LOUIS, MORRIS (1912–1962), U.S. painter. Dubbed a post-painterly abstract artist and a Washington color painter, Morris Louis Bernstein, who changed his name in 1938, was born in Baltimore, Maryland. After studying at the Maryland Institute of Fine and Applied Arts in Baltimore (1929–32), he worked as a Works Progress Administration artist in Baltimore (1934) and then in New York City, where he lived from 1936 to 1940. He returned to Baltimore in the early 1940s and lived in Washington, D.C., from 1952 until his premature death. Early on he made allover compositions in the vein of Jackson Pollock's drip paintings and experimented with collage. His biomorphic Charred Journal paintings (1951) referred to the Nazi book burnings.

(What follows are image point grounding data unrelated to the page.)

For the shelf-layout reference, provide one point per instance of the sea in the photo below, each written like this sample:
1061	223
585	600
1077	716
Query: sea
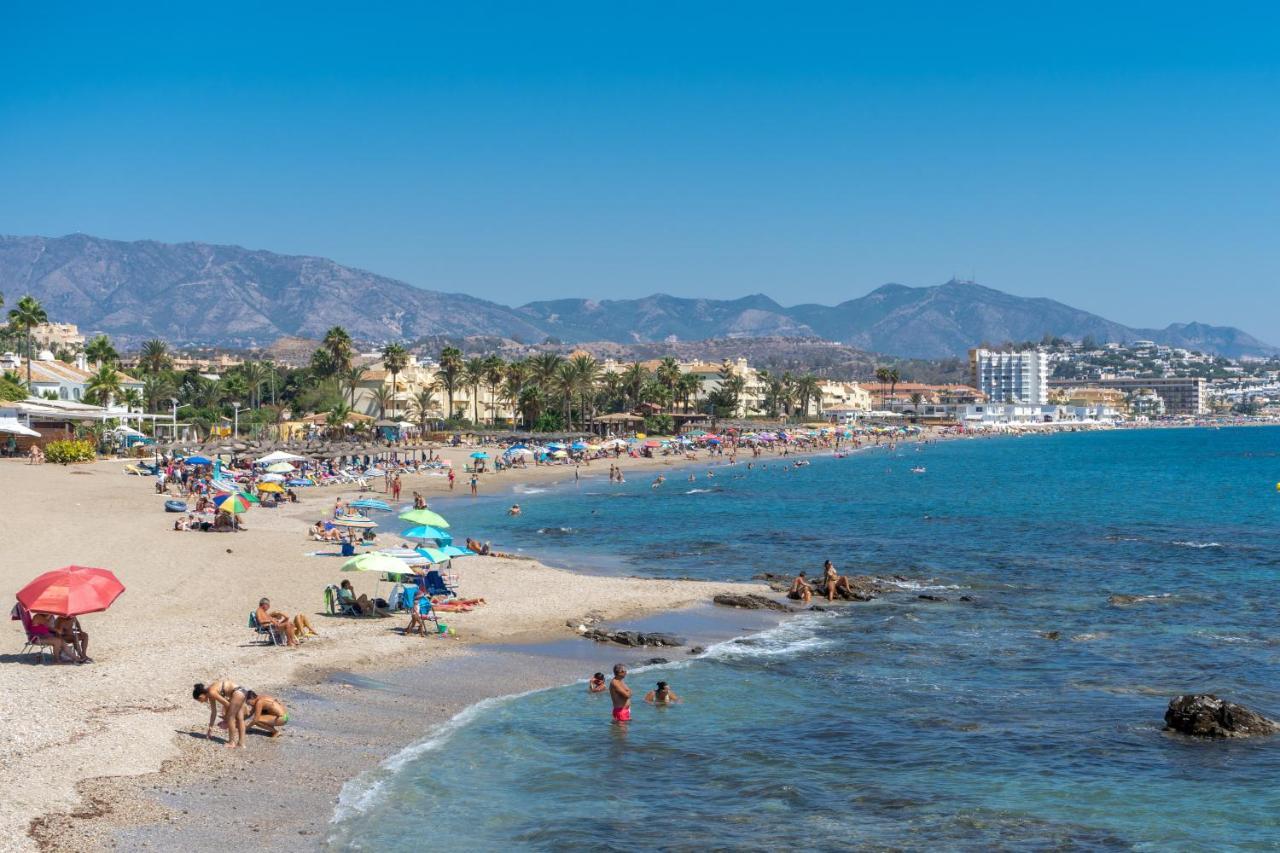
1028	717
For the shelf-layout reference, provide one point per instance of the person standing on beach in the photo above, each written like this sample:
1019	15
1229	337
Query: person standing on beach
621	696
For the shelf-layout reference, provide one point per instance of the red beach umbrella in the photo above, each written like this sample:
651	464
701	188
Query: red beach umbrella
71	591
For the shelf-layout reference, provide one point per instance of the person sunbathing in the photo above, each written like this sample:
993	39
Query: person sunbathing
298	626
265	712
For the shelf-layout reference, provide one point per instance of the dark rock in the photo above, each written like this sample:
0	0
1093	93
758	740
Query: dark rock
749	601
1203	715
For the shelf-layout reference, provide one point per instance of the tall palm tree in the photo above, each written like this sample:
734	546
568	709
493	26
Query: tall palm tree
155	356
100	351
448	375
474	377
494	370
103	387
24	318
394	359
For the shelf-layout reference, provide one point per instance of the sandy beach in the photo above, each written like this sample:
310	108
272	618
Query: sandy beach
183	619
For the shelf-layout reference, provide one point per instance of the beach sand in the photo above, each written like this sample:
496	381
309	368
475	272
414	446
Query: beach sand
184	615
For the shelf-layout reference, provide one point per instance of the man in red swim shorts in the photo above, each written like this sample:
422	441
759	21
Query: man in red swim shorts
621	696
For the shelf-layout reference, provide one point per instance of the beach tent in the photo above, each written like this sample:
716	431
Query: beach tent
280	456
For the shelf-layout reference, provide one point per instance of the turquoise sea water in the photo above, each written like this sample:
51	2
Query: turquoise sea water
901	723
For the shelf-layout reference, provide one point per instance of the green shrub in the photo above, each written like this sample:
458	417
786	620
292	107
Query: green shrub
71	451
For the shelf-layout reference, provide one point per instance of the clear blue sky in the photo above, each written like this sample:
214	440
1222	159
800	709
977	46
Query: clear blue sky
1121	156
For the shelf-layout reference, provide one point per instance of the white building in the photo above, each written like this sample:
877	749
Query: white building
1011	377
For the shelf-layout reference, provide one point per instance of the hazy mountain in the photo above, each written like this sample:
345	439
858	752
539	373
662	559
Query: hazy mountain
199	292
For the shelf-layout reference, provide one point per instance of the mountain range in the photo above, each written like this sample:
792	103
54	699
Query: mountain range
225	295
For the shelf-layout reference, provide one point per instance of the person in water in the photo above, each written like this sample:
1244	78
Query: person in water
800	589
265	712
662	694
621	696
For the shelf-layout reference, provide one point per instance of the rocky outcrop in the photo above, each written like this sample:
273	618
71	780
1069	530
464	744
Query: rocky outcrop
749	601
632	638
1203	715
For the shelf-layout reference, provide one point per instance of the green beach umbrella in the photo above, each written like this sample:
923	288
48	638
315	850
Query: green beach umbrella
375	562
424	516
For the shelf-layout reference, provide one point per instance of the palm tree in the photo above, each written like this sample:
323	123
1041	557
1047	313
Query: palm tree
448	377
494	370
394	359
103	387
423	406
100	351
586	373
474	375
155	356
24	318
337	342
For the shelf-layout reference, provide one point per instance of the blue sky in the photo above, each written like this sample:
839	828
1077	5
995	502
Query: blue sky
1121	158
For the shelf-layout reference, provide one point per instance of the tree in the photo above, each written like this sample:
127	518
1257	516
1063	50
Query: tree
24	318
100	351
155	356
103	387
394	359
474	377
448	375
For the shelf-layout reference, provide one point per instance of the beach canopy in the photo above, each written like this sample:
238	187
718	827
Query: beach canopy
233	503
426	532
374	562
424	516
280	456
71	591
355	521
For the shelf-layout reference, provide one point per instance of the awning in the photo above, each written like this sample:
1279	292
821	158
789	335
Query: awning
12	427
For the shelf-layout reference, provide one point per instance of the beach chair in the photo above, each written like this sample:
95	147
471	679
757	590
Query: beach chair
39	643
275	637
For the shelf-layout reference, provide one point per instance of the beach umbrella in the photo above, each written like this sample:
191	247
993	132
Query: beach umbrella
71	591
355	521
233	503
424	516
426	532
433	555
375	562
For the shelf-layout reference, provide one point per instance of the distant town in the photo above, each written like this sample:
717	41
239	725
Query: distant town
56	382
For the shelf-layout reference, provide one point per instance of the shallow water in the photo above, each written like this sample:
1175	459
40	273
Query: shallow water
904	723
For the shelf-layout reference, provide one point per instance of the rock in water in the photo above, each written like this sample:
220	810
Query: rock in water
750	601
1203	715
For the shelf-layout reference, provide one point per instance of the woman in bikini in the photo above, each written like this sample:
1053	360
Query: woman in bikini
220	696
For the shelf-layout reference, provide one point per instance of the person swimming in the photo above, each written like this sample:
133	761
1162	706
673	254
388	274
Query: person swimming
662	694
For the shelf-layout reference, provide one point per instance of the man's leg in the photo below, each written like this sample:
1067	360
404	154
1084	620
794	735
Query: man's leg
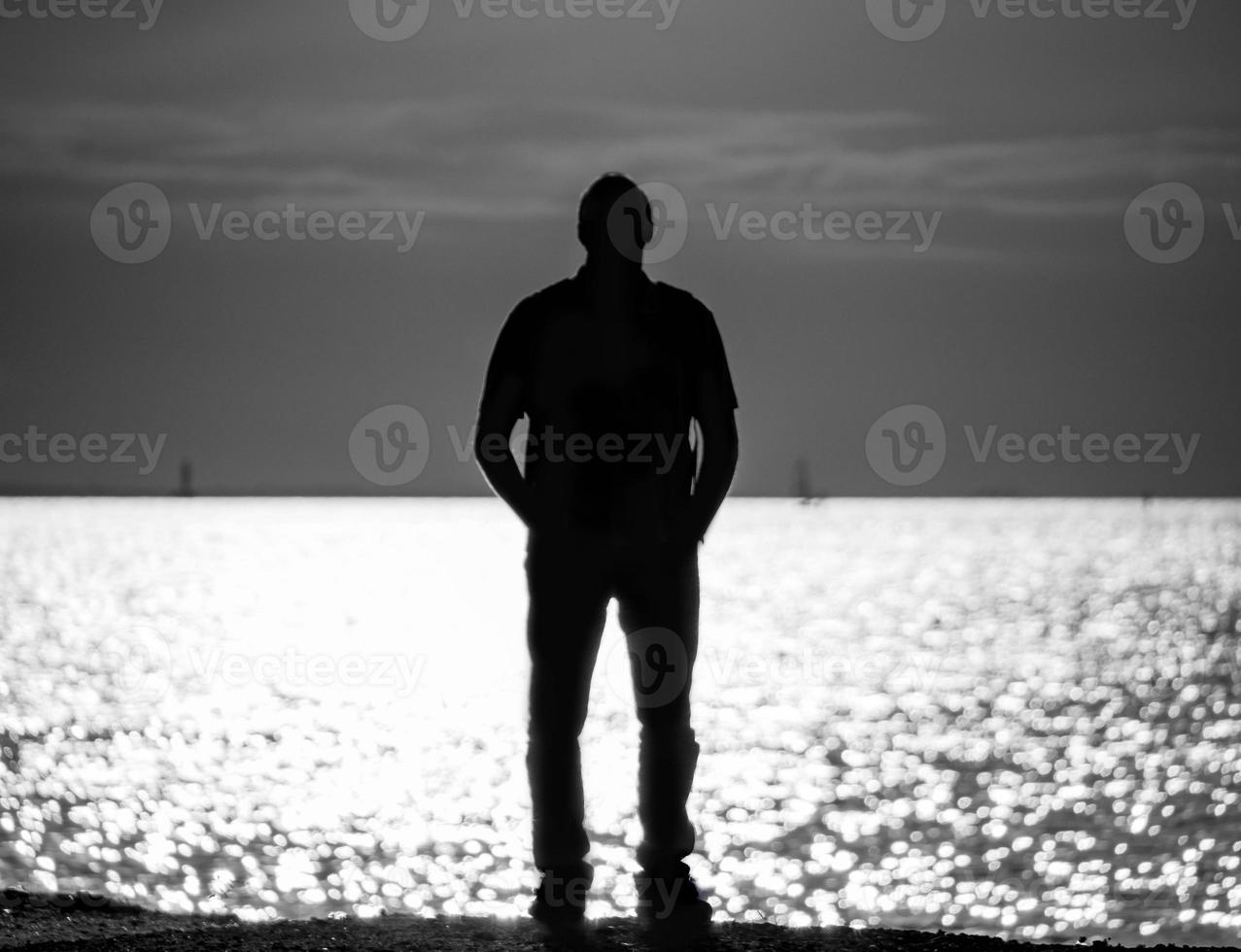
658	595
569	595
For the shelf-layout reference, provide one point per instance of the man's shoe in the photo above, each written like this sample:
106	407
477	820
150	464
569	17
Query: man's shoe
669	899
560	900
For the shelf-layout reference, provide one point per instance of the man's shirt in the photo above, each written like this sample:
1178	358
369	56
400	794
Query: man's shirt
610	392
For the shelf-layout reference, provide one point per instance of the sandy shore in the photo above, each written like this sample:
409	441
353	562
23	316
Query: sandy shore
92	922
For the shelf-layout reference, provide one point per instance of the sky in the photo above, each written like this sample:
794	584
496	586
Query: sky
984	280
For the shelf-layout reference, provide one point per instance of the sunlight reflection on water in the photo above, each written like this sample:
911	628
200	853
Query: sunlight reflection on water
1011	718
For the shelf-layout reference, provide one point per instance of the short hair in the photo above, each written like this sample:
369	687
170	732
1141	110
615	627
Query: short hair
601	199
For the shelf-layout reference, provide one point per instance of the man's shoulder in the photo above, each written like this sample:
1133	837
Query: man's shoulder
679	300
549	298
686	311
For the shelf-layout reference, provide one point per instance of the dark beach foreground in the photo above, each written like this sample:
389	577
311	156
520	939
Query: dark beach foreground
92	922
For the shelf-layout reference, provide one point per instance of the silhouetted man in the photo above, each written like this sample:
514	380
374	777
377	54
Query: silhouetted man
618	488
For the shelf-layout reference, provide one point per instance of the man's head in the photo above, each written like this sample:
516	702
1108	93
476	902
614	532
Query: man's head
614	219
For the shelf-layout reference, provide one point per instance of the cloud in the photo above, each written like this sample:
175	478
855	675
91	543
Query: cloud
484	157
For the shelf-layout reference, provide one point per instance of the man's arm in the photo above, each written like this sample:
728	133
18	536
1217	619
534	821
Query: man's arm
720	451
499	411
715	402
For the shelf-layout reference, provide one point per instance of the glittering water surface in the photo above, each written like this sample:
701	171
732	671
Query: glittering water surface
1011	718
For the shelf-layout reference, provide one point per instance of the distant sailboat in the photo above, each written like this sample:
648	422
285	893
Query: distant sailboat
187	487
803	487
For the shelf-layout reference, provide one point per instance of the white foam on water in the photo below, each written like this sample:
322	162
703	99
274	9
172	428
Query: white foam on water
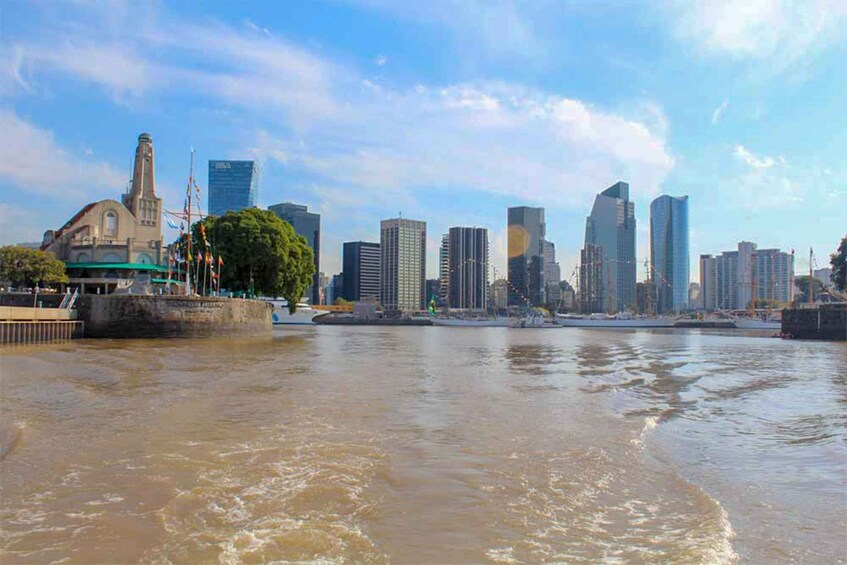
650	423
502	555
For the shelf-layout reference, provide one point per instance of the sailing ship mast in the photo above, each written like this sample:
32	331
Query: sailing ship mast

After seeing Helen *Frankenthaler's seminal painting Mountains and Sea (1952, National Gallery of Art, Washington, D.C.) in April 1953, Louis changed his working method. Influenced by Frankenthaler's thin veils of color staining the unprimed canvas, Louis began to saturate his paintings in three major series: Veils (1954, 1958–59), Unfurleds (1960–61), and Stripes (1961–62). Interwoven colors characterize Veil paintings such as Blue Veil (1958, Fogg Art Museum, Harvard University, Cambridge). To make these large works, Louis poured diluted paint down the angled canvas to create a wavelike effect of blended, layered color that covers nearly the entire surface of the work. In contrast to Pollock, Louis achieved a sense of painterliness without touching a paintbrush. Unfurled paintings such as Beta Kappa (1961, National Gallery of Art, Washington, D.C.) show colorful thin rivulets of paint running diagonally down and inward from the top corners of the canvas leaving large central portions of the painting white. Straight bands of color, varying in thickness and arranged horizontally or vertically across the white canvas, characterize the Stripe paintings. In all of these works Louis emphasized the flat ground, eschewing illusions of depth.


M. Fried, Morris Louis (1970); M. Louis, The Drawings of Morris Louis (1979); D. Upright, Morris Louis: The Complete Paintings, A Catalogue Raisonné (1985); J. Elderfield, Morris Louis (1986).